Phil Mickelson’s triumph at the US PGA Championship made him the oldest player to win a major golf championship – and has been dubbed the “Awe on the Shore”. But how did the once portly American become the lean 50-year-old who bested the brutal course at Kiawah Island? He did it with a “hard reset” of his diet, says Jamie Corrigan in the Telegraph. It involved fasting and a special blend of Ethiopian Yirgacheffe coffee, almond milk, cinnamon and coconut MCT oil. Most meats are out and he now looks “pretty buff”.
He’s been giving his mind a workout, too. Mickelson didn’t “exactly run around the Ocean Course”, but his measured approach is due to meditation. He now pauses for 10 seconds before every shot, flexing his left hand and doing breathing exercises. He also seems to have put his gambling days behind him – he once owed nearly $2m – and improved his focus.
All of which makes him a “marketeer’s dream,” says Ewan Murray in The Guardian. Thanks to his “heroics”, golf, which has already fared well in the pandemic, will boom even more. It’s amazing to think that, after a run of poor form, Mickelson was considering missing next month’s US Open – the only major title to elude him so far. After last Sunday, who knows what will happen at Torrey Pines?
Adam Peaty’s 6,000-calorie diet

While Phil Mickelson cut down on meat to improve his golf game, champion swimmer Adam Peaty had to ditch his vegan diet during lockdown to maintain his muscle mass. “I need meat to get enough protein,” the 2016 Olympic gold medallist told Alex Roberts in Joe.co.uk.

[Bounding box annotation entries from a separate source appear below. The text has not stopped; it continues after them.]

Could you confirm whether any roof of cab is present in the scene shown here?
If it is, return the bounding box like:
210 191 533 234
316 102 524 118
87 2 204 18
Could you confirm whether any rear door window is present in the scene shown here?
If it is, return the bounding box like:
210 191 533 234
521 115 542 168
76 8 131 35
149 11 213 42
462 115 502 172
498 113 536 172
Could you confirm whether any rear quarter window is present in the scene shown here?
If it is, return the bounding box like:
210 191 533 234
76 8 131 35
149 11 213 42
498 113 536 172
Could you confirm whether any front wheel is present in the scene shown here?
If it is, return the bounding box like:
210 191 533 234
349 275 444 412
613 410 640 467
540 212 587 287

Peaty has piled on more than 10kg of muscle in the past year, doing weights in his garage, shovelling down 6,000 calories a day and finally weighing in at nearly 16st.

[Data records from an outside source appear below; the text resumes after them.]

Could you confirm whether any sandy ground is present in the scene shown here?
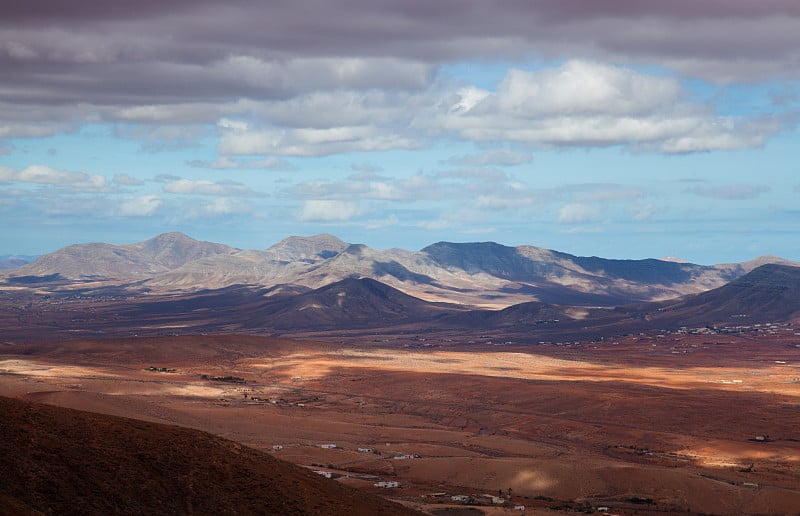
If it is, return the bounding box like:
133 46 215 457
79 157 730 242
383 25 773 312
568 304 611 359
0 332 800 514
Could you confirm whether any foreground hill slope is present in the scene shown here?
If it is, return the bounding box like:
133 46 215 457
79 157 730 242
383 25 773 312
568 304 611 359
0 397 416 516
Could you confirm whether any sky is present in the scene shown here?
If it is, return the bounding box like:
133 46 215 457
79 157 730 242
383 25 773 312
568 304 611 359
0 0 800 264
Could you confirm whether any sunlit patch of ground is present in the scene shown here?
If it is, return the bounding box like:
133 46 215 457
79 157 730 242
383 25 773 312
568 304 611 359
0 336 800 513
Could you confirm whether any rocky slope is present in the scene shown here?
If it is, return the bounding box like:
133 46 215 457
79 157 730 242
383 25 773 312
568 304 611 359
0 397 417 516
0 233 797 308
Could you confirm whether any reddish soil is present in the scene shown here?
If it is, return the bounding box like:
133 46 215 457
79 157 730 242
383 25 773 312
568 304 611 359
0 327 800 514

The results speak for themselves: the 26-year-old won four golds at the European Aquatics Championships in Budapest, the fourth time he has done so, earning him a rare “quadruple quadruple”. He was particularly pleased by his performance in the 50-metre breaststroke, where he splashed home in 26.21 seconds. “I don’t want to sound arrogant, but that was an outstanding swim,” he told BBC Sport. “I was born to race.”
Yet Peaty is a minnow in the eating stakes compared to American swimmer Michael Phelps, says Roberts. The most decorated Olympian of all time put away “almost 12,000 calories a day” during his run of eight golds in eight races at the Beijing Games in 2008. “Phelps would wolf down three fried egg sandwiches, three slices of French toast and two chocolate chip pancakes” for breakfast alone. Truly a sink-or-swim diet.